This Waiver of Liability and Refusal of Backup Services is made and effective on (“EFFECTIVE DATE”).
BETWEEN:
easyTEK.technology, LLC (D.B.A. easyTEK.technology), a Limited Liability Corporation (LLC)(S-Corporation), organized and existing under the laws of the States of Colorado, with its corporate office located at:
- 11052 Twenty Mile RD, APT 200, Parker, Douglas County, Colorado 80134-5101 United States of America +1 720-807-4500 - Phone +1 720-817-3964 - Fax [email protected] - E-mail
AND:
myODIE.com, LLC (D.B.A. myODIE.com), a Limited Liability Corporation (LLC)(S-Corporation), organized and existing under the laws of the States of Colorado, with its corporate office located at:
- 11052 Twenty Mile RD, APT 200, Parker, Douglas County, Colorado 80134-5101 United States of America +1 720-439-3838 - Phone +1 720-439-3839 - Fax [email protected] - E-mail
AND:
"CLIENT"
WHEREAS easyTEK.technology, LLC will be engaged in the performance of work relating to Information Technology Managed Service Provider (MSP); and
WHEREAS myODIE.com, LLC will be engaged in the performance of work relating to Information Technology Technical Support Provider (TSP); and
WHEREAS “CLIENT” is requesting to sign this Waiver of Liability and Refusal of Backup Services offered by MSP and TSP.
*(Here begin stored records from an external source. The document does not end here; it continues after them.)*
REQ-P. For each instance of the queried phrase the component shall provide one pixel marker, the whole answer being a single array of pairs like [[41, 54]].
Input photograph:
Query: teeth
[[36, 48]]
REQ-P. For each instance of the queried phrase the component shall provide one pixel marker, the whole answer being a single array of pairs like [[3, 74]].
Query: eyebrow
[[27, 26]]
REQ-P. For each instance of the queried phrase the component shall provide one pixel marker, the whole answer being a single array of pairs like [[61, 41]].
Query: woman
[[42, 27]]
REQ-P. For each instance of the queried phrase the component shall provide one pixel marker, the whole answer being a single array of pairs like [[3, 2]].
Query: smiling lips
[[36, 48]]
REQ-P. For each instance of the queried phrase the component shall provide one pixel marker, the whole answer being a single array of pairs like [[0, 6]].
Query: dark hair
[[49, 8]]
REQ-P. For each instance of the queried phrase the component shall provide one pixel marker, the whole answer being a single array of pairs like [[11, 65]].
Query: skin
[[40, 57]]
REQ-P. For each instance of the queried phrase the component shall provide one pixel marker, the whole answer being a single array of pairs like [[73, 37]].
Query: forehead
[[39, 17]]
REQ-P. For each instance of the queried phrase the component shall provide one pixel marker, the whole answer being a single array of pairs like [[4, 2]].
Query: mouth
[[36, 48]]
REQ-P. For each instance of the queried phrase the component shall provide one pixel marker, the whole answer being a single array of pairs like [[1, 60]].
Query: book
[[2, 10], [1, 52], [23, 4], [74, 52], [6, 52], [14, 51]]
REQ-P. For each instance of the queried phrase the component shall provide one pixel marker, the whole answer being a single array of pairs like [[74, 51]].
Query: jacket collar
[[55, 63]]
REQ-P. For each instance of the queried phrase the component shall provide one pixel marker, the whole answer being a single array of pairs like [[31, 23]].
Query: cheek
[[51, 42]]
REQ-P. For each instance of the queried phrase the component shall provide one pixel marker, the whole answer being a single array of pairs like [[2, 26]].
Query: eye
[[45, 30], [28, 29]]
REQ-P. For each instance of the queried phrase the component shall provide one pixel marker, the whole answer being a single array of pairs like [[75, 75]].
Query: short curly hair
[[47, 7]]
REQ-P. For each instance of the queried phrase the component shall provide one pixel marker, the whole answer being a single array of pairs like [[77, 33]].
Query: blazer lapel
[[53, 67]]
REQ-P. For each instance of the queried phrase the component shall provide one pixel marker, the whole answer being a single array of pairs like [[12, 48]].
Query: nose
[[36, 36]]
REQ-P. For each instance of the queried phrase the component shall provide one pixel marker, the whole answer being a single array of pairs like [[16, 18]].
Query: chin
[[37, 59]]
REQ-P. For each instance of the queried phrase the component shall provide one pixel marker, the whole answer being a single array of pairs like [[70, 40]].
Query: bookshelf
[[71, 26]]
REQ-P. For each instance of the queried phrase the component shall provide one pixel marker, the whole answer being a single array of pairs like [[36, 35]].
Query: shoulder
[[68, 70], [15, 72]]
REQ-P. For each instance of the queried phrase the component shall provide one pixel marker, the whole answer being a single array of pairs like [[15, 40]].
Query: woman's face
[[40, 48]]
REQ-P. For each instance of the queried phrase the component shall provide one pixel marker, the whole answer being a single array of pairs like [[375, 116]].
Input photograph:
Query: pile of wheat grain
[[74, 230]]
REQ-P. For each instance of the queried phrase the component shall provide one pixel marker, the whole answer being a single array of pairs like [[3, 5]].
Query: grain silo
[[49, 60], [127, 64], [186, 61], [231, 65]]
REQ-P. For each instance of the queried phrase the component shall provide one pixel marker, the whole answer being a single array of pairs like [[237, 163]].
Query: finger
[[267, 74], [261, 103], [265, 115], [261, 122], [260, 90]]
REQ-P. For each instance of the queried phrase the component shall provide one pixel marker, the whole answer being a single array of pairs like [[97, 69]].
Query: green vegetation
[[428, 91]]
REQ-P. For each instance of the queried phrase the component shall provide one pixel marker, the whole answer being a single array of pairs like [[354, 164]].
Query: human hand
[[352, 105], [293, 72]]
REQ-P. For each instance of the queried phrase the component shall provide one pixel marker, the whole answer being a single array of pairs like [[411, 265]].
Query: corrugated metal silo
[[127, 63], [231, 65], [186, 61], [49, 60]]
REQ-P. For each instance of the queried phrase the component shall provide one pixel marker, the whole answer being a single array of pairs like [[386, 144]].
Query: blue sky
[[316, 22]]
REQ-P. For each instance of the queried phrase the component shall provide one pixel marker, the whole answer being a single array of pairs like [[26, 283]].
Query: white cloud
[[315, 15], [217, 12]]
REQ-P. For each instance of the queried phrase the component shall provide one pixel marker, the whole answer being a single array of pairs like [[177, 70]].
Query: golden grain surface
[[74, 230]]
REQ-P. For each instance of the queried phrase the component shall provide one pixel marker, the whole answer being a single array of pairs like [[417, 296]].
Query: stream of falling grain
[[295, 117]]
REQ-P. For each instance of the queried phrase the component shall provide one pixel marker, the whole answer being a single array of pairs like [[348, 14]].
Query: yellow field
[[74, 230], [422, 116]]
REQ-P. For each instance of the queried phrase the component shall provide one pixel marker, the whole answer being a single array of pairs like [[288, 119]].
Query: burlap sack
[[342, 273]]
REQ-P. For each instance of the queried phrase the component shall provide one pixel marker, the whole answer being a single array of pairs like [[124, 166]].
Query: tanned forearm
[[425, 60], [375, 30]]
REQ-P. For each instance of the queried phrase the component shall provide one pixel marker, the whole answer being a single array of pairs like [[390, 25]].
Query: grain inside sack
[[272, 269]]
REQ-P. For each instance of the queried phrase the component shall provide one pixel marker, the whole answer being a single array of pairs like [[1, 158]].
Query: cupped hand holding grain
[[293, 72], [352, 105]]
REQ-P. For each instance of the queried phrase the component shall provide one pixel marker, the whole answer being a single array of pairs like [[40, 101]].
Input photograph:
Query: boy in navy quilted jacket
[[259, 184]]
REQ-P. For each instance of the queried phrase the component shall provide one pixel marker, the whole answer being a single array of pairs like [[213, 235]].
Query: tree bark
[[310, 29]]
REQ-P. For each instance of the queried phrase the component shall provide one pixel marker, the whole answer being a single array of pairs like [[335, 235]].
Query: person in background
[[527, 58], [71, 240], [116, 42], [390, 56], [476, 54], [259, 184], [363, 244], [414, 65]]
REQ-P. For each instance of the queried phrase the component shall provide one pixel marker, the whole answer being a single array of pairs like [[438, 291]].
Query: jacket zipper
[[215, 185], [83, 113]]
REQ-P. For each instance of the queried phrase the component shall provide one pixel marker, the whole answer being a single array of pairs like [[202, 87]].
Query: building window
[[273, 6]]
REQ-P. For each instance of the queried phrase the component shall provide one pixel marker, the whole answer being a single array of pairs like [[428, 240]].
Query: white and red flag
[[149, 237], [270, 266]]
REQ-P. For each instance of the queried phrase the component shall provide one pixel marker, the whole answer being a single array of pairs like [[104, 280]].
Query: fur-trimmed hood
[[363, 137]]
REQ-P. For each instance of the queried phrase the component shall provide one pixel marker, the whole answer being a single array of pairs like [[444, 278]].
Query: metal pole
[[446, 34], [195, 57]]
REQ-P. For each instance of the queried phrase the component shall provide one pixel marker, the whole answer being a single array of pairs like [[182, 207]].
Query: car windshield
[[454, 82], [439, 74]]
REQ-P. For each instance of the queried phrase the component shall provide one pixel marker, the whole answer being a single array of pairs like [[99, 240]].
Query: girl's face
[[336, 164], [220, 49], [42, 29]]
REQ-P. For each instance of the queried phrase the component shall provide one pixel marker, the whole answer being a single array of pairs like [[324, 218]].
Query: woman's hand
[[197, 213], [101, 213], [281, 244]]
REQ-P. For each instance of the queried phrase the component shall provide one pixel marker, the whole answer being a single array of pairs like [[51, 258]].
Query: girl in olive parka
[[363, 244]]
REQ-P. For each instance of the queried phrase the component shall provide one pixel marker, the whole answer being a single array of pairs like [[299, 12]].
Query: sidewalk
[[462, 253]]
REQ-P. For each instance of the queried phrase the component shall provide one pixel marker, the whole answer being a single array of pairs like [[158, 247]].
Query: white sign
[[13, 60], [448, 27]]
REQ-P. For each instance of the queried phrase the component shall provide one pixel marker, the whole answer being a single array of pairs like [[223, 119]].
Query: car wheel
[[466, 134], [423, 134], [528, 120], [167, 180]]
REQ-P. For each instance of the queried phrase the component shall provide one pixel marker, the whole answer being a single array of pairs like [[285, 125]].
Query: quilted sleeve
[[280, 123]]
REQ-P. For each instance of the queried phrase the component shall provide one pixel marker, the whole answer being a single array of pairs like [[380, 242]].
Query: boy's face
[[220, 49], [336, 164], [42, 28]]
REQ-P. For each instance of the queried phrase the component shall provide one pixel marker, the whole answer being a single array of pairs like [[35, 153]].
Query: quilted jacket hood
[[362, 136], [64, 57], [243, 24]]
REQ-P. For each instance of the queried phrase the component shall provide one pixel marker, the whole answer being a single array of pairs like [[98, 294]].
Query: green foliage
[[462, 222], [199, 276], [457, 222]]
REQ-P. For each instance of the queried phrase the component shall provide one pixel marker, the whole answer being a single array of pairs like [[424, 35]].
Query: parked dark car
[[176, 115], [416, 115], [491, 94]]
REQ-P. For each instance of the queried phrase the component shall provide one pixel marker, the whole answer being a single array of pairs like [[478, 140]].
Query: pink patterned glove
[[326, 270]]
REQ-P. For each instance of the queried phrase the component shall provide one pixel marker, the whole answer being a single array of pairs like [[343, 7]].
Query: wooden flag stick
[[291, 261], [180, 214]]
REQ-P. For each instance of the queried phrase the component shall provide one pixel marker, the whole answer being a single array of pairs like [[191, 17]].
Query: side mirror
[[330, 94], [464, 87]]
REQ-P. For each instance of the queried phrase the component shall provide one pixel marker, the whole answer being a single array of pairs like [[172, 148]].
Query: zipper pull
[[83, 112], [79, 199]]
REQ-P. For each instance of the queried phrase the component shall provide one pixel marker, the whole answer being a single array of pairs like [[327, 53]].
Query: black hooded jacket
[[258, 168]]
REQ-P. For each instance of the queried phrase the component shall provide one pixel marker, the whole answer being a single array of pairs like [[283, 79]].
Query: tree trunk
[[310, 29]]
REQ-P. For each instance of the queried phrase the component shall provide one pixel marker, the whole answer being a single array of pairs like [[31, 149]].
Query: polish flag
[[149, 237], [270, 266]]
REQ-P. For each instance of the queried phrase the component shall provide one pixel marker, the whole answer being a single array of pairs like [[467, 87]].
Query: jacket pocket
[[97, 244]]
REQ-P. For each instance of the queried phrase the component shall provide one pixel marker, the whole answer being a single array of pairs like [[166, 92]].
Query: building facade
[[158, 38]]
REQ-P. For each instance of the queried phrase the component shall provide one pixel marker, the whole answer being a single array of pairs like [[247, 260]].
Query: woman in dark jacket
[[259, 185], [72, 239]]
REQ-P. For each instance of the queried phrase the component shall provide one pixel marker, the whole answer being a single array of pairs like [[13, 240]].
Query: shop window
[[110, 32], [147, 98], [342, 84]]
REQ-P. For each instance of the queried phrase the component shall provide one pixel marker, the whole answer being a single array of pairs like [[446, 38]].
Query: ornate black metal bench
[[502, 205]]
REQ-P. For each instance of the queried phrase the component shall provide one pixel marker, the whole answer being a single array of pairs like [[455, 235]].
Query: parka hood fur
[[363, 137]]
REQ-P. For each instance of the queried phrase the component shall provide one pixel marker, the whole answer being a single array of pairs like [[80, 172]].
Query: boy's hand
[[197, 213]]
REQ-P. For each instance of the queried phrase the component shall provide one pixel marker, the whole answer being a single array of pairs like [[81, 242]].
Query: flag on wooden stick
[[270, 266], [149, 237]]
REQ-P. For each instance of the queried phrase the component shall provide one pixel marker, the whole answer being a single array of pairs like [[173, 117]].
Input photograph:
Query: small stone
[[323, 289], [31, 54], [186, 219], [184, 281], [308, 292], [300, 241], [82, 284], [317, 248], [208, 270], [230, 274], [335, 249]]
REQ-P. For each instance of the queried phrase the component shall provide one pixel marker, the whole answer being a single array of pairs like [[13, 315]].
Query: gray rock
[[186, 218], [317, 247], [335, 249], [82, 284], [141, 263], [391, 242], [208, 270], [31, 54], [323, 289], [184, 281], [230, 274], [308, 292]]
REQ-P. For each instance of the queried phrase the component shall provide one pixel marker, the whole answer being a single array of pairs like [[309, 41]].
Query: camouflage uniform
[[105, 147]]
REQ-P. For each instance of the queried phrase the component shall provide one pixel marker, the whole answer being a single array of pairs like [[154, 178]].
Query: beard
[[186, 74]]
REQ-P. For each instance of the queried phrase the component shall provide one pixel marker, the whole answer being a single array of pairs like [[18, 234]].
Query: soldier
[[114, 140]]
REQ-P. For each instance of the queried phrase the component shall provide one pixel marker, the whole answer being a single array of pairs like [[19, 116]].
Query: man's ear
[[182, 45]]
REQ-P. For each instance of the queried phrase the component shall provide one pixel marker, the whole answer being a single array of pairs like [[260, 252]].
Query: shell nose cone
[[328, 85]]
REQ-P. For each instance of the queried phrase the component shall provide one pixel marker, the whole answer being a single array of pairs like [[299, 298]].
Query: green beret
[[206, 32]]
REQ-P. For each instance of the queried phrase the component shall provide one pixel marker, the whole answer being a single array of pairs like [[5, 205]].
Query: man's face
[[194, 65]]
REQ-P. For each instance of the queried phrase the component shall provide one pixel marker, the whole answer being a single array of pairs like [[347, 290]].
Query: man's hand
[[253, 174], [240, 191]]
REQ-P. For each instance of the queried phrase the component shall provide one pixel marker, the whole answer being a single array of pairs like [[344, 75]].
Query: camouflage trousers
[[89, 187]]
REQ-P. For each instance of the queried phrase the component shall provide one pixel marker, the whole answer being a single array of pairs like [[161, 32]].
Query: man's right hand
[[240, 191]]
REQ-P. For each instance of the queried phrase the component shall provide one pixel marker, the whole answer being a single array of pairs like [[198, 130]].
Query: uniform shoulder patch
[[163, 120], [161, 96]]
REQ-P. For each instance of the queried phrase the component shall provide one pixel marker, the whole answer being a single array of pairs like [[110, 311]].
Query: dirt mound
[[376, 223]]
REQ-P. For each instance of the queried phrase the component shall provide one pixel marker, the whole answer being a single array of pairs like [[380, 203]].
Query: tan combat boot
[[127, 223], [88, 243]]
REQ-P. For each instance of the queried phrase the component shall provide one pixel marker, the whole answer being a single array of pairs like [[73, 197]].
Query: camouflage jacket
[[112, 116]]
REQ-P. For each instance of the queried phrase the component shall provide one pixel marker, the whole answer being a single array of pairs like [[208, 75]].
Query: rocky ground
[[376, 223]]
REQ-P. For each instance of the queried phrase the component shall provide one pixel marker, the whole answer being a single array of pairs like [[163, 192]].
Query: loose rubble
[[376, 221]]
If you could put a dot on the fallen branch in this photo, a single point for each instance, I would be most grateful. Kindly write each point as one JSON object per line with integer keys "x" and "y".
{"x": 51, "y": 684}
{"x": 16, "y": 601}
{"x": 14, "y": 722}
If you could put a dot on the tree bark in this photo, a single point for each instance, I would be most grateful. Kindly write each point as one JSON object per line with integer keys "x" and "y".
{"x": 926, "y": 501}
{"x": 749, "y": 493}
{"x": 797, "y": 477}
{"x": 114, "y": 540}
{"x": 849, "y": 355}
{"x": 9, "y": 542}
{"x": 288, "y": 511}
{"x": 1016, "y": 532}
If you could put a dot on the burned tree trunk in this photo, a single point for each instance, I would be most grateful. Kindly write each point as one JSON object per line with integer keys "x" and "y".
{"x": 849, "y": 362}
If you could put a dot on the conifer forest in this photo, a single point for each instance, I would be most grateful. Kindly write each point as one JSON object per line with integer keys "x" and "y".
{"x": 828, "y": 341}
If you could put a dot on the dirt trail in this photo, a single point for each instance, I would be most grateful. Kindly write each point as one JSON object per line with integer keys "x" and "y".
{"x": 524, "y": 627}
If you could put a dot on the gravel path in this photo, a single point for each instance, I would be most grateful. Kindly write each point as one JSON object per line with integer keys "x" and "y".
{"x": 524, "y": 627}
NOW, THEREFORE, it is agreed as follows:
As your Managed Service Provider (MSP) and Technical Support Provider (TSP), one of our roles is to back up and/or recover data, potentially including Electronic Protected Health Information (e-PHI), in accordance with specific HIPAA Security requirements:
- §164.308(a)(7)ii)(A) - Data Backup Plan (Required): Establish and implement procedures to create and maintain retrievable exact copies of electronic protected health information.
- §164.308(a)(7)ii)(B) - Disaster Recovery Plan (Required): Establish (and implement as needed) procedures to restore any loss of data.
- §164.308(a)(7)ii)(D) - Testing and Revision Procedures (Addressable): Implement procedures for periodic testing and revision of contingency plans.
- §164.312(e)(2)(i) - Integrity controls (Addressable): Implement security measures to ensure that electronically transmitted electronic protected health information is not improperly modified without detection until disposed of.
- §164.312(e)(2)(ii) - Encryption (Addressable): Implement a mechanism to encrypt electronic protected health information whenever deemed appropriate.
In addition, failing to backup any data, potentially including Electronic Protected Health Information (e-PHI) that is stored either on local devices or in the cloud poses significant ransomware risks, as ransomware attacks can have severe consequences for data availability, integrity, and compliance. Here are some specific risks associated with not backing up your data:
- Data Loss: Ransomware attacks can encrypt data, leading to potential disruptions in healthcare services and compromising patient care.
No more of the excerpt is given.